Examples of hydraulic systems are dentist or hair dresser chairs and dump trucks,

Pneumatic system – pneumatics is the study of pressure on gases. Pneumatic systems are systems that apply force on gases to move other objects.
Gases have an indefinite volume and can therefore be compressed or forced into smaller containers. This creates a build-up of air pressure that when released pushes air particles apart quickly creating a strong, steady force that can perform powerful tasks.
Examples of pneumatic systems are jackhammers, dentist drills and air brakes in trucks and buses.

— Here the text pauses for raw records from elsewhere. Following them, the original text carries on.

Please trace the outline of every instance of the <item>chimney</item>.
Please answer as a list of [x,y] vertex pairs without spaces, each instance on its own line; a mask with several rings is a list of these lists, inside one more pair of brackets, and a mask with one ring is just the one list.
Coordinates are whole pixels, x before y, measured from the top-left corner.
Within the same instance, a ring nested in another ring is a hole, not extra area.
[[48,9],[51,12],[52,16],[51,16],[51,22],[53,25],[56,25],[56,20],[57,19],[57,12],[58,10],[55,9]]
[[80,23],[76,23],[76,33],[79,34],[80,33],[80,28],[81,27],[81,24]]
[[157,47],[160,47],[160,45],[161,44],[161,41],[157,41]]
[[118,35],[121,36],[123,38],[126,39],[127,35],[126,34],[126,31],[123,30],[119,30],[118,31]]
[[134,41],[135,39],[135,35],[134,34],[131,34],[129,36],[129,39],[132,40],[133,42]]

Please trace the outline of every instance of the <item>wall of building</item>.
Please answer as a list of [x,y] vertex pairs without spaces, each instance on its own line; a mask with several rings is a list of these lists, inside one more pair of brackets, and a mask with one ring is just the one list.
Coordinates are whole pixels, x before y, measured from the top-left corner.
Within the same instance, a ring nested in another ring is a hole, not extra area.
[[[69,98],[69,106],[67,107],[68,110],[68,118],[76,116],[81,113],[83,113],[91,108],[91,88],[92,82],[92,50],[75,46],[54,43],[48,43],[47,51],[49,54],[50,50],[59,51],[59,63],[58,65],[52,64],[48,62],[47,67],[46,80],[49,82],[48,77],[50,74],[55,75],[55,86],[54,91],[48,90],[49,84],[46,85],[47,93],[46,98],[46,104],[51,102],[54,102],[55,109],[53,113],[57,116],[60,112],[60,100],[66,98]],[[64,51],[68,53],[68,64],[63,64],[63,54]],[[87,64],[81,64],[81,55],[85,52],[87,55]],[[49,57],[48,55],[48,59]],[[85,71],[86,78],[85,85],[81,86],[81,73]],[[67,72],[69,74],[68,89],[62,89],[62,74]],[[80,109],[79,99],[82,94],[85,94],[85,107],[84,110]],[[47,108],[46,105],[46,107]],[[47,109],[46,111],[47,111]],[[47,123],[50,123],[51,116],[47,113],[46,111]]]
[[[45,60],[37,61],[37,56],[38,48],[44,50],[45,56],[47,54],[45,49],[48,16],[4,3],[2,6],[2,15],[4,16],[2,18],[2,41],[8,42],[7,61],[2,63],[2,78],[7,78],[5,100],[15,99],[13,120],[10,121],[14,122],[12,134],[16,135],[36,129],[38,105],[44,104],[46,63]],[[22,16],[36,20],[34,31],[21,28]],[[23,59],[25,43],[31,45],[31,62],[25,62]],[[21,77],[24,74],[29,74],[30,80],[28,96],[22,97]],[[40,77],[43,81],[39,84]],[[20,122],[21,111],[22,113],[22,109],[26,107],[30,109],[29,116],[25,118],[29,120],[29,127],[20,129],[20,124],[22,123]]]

Hydraulics versus Pneumatics Chart
Property
State
Volume
Pressure
Hydraulic System
Liquid
Definite
Not compressible
Pneumatic System
Gas
Indefinite
Compressible
Pascal was a 17 th century scientist that studied pressure.
Pascal’s Law states that pressure applied to an enclosed fluid is transmitted with equal force throughout the entire container. This is the basics of both the hydraulic and pneumatic systems
Examples of Pascal’s Law can be found when we use:
1. Car lift or hoist
2. Hydraulic jacks
3. Automobile breaking systems
4. Air compressors
5. Squeezing a tube of toothpaste

- If we increase the pressure on a gas, we decrease the volume of the gas.
However, the temperature must be constant.
* We see this in aerosol cans, paint ball guns, spray paint, whipped cream, propane tanks… These are highly pressurized, which allows us to fit a large volume into a small can!
-If we increase the temperature on a gas, we increase the volume. However, the pressure is constant.
* We see this in hot air balloons or gas cans on a hot day. When its warmer, the gas particles move further apart causing the air/gas to increase in volume.
- If we increase the temperature of a gas, we increase the pressure. However, the volume is constant.
* If we heat sealed containers eventually the containers will explode because we have increased the pressure of the fluid.